A mudança retira da lista áreas como a do Parque do Guará, alvo de críticas por ser zona de proteção ambiental. Segundo o texto, os bens servirão de lastro para captar recursos destinados a reforçar o caixa do banco.
Pressão do Banco Central
O BRB precisa injetar R$ 3 bilhões até o fechamento do próximo balanço, exigência imposta pelo Banco Central (BC) após perdas relacionadas ao escândalo do Banco Master. A instituição já adotou cortes de custos, redução de investimentos em publicidade e revisão de carteiras de crédito.
Tramitação
O projeto tramita em regime de urgência. Embora o governador Ibaneis Rocha (MDB) detenha maioria na CLDF, o presidente da Casa, deputado Wellington Luiz (MDB), declarou que a votação não será “simples”, mas indicou disposição favorável dos parlamentares para viabilizar a recuperação do banco.
Impacto do caso Master
Em setembro passado, o BRB tentou comprar títulos sem lastro vinculados ao Banco Master, operação que gerou a investigação batizada de Compliance Zero.
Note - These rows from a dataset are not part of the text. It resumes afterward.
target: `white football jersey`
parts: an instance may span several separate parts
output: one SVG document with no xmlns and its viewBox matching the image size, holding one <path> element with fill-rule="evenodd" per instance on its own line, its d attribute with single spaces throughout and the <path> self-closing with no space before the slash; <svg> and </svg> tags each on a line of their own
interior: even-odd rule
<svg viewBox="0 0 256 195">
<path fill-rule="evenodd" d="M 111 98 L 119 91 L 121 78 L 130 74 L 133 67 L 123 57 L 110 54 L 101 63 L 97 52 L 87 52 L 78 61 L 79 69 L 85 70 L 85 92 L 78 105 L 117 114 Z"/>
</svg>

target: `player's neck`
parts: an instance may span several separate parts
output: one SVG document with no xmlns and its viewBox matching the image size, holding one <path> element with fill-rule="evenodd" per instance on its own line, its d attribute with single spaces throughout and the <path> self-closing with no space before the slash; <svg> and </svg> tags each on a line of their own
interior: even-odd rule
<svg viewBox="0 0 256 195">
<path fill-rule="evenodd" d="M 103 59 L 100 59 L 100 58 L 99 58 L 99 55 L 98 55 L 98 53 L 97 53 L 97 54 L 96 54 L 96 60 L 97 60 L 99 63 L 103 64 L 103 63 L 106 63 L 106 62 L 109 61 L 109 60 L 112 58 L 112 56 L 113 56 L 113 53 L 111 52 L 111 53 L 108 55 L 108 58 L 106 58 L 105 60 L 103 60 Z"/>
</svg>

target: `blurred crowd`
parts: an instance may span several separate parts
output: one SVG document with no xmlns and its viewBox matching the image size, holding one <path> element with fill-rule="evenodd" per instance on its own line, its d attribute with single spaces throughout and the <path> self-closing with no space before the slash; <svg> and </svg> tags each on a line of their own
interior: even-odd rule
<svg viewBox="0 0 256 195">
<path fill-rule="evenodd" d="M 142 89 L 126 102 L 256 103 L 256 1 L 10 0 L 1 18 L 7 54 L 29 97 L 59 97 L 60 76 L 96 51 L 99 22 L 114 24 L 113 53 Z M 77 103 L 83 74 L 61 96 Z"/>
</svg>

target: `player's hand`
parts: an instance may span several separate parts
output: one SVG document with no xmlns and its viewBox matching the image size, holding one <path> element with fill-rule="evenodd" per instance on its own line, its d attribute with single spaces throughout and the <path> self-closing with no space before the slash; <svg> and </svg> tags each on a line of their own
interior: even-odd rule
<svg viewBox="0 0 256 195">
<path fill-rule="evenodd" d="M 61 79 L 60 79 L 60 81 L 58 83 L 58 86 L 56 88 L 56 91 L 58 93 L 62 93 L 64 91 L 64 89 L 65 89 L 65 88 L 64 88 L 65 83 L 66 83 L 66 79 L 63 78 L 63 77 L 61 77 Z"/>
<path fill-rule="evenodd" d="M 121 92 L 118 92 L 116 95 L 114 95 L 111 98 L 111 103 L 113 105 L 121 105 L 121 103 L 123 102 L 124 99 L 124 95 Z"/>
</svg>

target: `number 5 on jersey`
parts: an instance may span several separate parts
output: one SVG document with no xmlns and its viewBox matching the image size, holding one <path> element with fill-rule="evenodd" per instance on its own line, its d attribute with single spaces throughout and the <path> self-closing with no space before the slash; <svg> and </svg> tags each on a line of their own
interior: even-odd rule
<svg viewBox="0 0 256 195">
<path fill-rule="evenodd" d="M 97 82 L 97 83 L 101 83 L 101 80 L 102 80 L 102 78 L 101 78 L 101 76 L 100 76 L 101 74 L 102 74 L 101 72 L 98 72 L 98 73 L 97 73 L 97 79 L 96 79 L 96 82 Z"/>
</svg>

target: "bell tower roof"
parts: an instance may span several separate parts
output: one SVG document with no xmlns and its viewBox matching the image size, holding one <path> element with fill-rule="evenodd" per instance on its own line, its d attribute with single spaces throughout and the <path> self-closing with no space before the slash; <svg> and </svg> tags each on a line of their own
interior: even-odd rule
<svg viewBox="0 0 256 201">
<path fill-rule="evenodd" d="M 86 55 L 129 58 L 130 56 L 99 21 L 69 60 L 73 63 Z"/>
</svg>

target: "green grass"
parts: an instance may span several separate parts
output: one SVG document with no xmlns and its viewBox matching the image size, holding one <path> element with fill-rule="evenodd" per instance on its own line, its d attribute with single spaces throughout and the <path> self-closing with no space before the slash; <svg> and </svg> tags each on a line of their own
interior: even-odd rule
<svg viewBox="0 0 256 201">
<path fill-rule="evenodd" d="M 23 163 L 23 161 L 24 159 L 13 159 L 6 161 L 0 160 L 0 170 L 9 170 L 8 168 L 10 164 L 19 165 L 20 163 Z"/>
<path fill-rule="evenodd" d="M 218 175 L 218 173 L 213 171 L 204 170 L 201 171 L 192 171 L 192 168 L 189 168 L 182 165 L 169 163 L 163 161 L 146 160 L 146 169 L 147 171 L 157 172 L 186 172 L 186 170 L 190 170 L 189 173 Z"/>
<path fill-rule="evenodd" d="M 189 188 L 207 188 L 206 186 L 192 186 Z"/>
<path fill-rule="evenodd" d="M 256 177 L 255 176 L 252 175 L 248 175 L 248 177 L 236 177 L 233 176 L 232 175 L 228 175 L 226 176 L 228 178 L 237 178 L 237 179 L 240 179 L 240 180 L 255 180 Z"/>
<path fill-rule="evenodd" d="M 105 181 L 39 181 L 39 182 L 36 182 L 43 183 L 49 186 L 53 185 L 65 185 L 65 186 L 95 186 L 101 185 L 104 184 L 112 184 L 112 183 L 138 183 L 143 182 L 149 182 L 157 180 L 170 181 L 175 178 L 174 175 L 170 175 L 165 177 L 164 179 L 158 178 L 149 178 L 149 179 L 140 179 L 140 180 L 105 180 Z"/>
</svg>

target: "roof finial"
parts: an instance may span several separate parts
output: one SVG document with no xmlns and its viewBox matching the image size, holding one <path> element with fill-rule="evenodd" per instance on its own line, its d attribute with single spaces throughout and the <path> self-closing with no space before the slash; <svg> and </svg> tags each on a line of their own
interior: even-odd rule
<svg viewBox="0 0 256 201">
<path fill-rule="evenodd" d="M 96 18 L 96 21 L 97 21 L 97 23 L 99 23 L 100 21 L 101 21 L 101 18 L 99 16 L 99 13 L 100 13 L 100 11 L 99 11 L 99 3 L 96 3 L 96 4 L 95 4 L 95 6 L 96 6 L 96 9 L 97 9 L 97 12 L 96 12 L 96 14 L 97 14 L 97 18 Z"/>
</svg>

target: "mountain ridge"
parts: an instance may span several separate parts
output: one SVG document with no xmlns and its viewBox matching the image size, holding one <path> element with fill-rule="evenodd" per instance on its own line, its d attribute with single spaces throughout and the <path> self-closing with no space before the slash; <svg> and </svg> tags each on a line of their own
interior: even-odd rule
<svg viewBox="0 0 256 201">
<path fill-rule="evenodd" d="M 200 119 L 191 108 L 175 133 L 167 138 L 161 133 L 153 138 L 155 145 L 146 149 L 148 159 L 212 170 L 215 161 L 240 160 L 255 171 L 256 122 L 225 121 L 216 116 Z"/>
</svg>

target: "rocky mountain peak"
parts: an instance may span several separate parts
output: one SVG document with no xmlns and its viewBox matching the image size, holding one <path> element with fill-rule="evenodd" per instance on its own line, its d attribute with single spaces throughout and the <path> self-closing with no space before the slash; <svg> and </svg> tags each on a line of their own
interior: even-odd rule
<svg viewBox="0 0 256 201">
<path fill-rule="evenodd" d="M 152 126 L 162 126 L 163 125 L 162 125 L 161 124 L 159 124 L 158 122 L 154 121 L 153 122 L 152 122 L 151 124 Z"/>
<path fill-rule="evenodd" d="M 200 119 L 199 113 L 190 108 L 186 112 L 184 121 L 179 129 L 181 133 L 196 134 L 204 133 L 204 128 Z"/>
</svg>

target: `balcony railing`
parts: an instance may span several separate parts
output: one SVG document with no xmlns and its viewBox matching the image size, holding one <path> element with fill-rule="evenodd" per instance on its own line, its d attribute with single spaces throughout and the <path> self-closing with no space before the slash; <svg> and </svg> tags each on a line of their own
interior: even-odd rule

O diretor de Fiscalização do BC, Ailton Aquino, estima que o prejuízo potencial chegue a R$ 5 bilhões. A autarquia também cobra elevação do patrimônio líquido do banco, após apontar R$ 12 bilhões em irregularidades na compra dos chamados “títulos podres”.
GDF e BRB não comentaram a atualização da proposta até o fechamento desta edição.